The term “lemming” refers to an investor who follows the crowd’s lead. A common type of lemming is an individual investor that enters and exits the market depending on whether prices have recently risen or fallen.
In contrast to lemmings, contrarian investors enjoy trading against the grain. While other people are active, they tend to sit on the sidelines and purchase when everyone else is selling. As a result, the contrarian typically invests in low-cost security that everyone else considers a dud while simultaneously selling a security that everyone else wants to purchase.

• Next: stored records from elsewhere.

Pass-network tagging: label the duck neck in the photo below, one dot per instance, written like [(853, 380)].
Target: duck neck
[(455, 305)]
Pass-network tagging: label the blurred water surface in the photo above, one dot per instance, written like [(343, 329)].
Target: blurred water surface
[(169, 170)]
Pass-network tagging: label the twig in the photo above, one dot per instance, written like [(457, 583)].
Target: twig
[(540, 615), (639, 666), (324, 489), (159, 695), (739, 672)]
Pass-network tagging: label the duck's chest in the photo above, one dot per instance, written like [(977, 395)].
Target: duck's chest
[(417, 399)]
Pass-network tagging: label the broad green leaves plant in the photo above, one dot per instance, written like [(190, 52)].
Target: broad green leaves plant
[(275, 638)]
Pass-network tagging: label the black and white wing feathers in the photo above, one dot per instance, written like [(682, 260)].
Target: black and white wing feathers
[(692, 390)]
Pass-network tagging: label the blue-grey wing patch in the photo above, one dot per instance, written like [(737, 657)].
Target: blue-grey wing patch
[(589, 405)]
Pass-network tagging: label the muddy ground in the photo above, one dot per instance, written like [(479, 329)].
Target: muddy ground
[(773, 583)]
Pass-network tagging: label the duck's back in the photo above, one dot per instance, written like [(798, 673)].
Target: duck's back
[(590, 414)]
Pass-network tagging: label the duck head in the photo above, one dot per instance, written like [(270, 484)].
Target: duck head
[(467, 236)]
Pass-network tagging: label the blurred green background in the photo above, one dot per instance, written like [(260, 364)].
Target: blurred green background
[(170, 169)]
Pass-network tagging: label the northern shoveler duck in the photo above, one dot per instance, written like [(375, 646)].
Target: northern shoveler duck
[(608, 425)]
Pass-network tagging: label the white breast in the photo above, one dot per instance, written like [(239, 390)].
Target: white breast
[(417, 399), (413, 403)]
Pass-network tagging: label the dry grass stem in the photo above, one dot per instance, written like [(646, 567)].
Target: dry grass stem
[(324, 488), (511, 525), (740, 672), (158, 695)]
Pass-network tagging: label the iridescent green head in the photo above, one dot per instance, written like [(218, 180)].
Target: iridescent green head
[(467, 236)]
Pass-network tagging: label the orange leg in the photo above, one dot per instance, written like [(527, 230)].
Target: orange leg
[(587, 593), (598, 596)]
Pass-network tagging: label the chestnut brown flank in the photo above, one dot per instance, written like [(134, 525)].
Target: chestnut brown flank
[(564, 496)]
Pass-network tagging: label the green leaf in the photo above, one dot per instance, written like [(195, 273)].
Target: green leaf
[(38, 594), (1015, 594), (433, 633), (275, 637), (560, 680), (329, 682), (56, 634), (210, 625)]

At times when prices are far above fundamentals or far below reasonable levels, smart investors recognize that it’s time to sell or time to buy. Lemmings are either over-optimistic or over-pessimistic in their decision-making.
You should never allow your emotions to interfere with your trading decisions. You may, however, use the fear and greed of the masses to your advantage. To profit from market psychology, you must operate in a counter-intuitive manner, going against the crowd’s instincts.
The effects of lemming
In general, this “herd mentality” raises the risk of losing money since investors either exit or enter the market at the wrong time. To offset the “herd mentality,” many intelligent investors respond in the other direction when they believe the market action is due to an invasion of lemmings.
As an example, if investors are in a purchasing rush, smart investors will sell, and when lemmings sell, these investors will purchase instead.
Strategies for preventing lemming
Have a strategy in place
Failing to plan is planning to fail. When it comes to making money in financial markets, you need to have a well-thought-out strategy in place. Performance evaluation and determining whether you are on the right or wrong road are critical to assessing your progress.
Define your risk level
One of the reasons why some investors are easily swayed by others’ opinions is because of the lack of a well-defined risk management strategy.
In the absence of a strategy defining the maximum risk you are willing to take, you can easily find yourself taking more risk than you can manage, especially when market sentiment and news indicate that many investors are following a particular trend. A risk management strategy ensures that you stick to your trading and ensures that your decision-making is informed by facts and not greed.
Automate your trade
One of the most effective ways of eliminating emotional interference with trading is by integrating automation in your trading. This typically involves using expert advisors (EAs) or robots to execute your trades. With this type of approach, you can either use a fully-automated signal provider or a semi-automated provider.
In case you opt for a fully-automated service, the robot will not only identify appropriate entry and exit positions but also initiate the trades. In case you use a semi-automated EA, the service provider will send you signals on the appropriate positions to take, but the decision on whether or not to take those positions will be at your discretion.
Use social trading
Social trading is an approach to trading whereby traders can learn from each other’s strategies. On trading platforms that have social trading features, experienced traders often share the strategies used to execute their trades.
If you are a trader and you are unsure about the strategy to use, you can learn from other traders by borrowing their strategies. The beauty of social trading platforms is that you can always compare the strategies of different traders and pick one that is in line with your objectives or personality.
Social trading is a far much better option to blind decision-making that is characteristic of lemming. The strategies employed have good reasoning behind them, ensuring that you make a well-informed decision.
Keep to your investing strategy
You should stick to a certain investment strategy or signal until there are compelling reasons to do otherwise. An investment strategy’s success is often dependent on the market’s overall performance over time.
Since nervous investors tend to quit strategies that are momentarily out of favor just before they make a significant comeback, moving between strategies may be a challenge.
People tend to focus on recent events rather than long-term investing and economic fundamentals, such as political events and earnings releases. It is also common for investors to join a price trend that is headed in a certain direction as it gains pace.
Lemming-like behavior is worsened by the fact that financial and economic news impacting investor emotions travels quicker than ever before.
The ability to move capital between countries has improved greatly, allowing international markets to react more swiftly to abrupt shifts in the direction of investor buying and selling.
In summary
Lemmings are investors who are easily swept away by the unpredictability of market price movement, which is prone to occur at extremes, and who jump out of fear of losing out on a profitable investment opportunity in the financial markets.
As a result of this “herd mentality,” investors are more likely to miss out on profits because they either exit or enter the market at the wrong time.
Emotions must be kept under control in order to prevent becoming a lemming. In other words, aside from the analysis that is required to make a trade, you need to be steadfast in your strategy to avoid being swayed by short-time turbulence. A smart investor may be able to notice lemming behavior and consider leveraging it for profit in the other direction.